When you take all of those challenges into consideration, it's a wonder anyone has ever tried to build a flying car, let alone do it successfully. But the PAL-V company did.

Anyone who's been on a 737 as it taxies to the gate knows that planes aren't the most agile things when they're on the ground. That's because planes are built for doing their best work in the air. Driving along on the ground is an afterthought. A flying car like the PAL-V One, however, needs to be just as good on the ground as it is in the sky.

Compared to a 737, or any other conventional plane, the PAL-V has excellent drivability when it's on the ground. It drives like a sports car, thanks in-part to its unique cabin layout. Most cars have a two-plus-three layout: two seats in the front, three seats in the back (SUVs and minivans, as well as some subcompact cars, have different seating arrangements).

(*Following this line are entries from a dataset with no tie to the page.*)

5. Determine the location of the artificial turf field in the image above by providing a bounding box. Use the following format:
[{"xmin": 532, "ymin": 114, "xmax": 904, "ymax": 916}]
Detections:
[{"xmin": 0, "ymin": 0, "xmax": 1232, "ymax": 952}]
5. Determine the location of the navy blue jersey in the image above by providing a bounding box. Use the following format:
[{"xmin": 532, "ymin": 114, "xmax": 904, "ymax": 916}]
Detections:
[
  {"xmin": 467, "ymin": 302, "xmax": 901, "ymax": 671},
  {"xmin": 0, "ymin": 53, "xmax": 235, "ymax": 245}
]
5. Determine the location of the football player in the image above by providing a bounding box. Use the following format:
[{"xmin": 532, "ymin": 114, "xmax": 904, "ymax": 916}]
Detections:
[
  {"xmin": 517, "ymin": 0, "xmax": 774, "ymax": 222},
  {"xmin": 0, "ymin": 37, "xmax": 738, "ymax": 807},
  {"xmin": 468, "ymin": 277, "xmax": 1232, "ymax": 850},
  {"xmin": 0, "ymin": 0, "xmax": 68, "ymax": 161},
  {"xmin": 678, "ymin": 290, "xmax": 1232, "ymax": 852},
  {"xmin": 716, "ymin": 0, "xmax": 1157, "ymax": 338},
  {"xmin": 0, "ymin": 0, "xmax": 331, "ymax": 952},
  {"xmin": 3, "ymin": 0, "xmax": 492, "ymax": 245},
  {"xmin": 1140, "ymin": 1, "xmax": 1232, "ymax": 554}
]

The two-plus-three arrangement is comfortable and stable on the road, but it's not all that sporty, and it also adds a lot of weight to have all of those seats and people on board. The PAL-V has a one-plus-one cabin layout. The passenger sits behind the driver, similar to two riders on a motorcycle. And even though the PAL-V uses a wheel to steer like a car, it leans like a motorcycle in tight turns.

When it's on the ground, the PAL-V's engine makes 230 horsepower, and goes from zero to 60 miles per hour (97 kilometers per hour) in less than eight seconds. It has a top speed of 112 miles per hour (180 kilometers per hour), and it gets 28 miles to the gallon (12 kilometers per liter). On a full tank, you can drive it 750 miles (1,207 kilometers). Weighing in at just under 1,500 pounds (680 kilograms) when empty, the PAL-V One makes use of carbon fiber, steel and aluminum components [source: PAL-V One; PAL-V Specs]. As revolutionary as the PAL-V is, however, we're beginning to see those performance numbers and lightweight, high-tech materials in conventional cars, too. So why are we talking about the PAL-V? Because of what comes next: its ability to fly.

Sure, you can get a high-tech sports car or a funky-looking motorcycle. That's relatively easy. But making those things fly is a different matter altogether. When it's time to take off, the PAL-V has it covered. To transition the PAL-V One to the air, you simply have to fold out a small tail section, which in turns raises a rotor above the passenger cabin. Using a rotor instead of full-on wings is how the PAL-V solves the problem of fixed or folding wings — with the former taking up too much space on the ground and the latter being too weak in the air. Because of this, the PAL-V is closer to a helicopter than it is to a plane [source: PAL-V Flying].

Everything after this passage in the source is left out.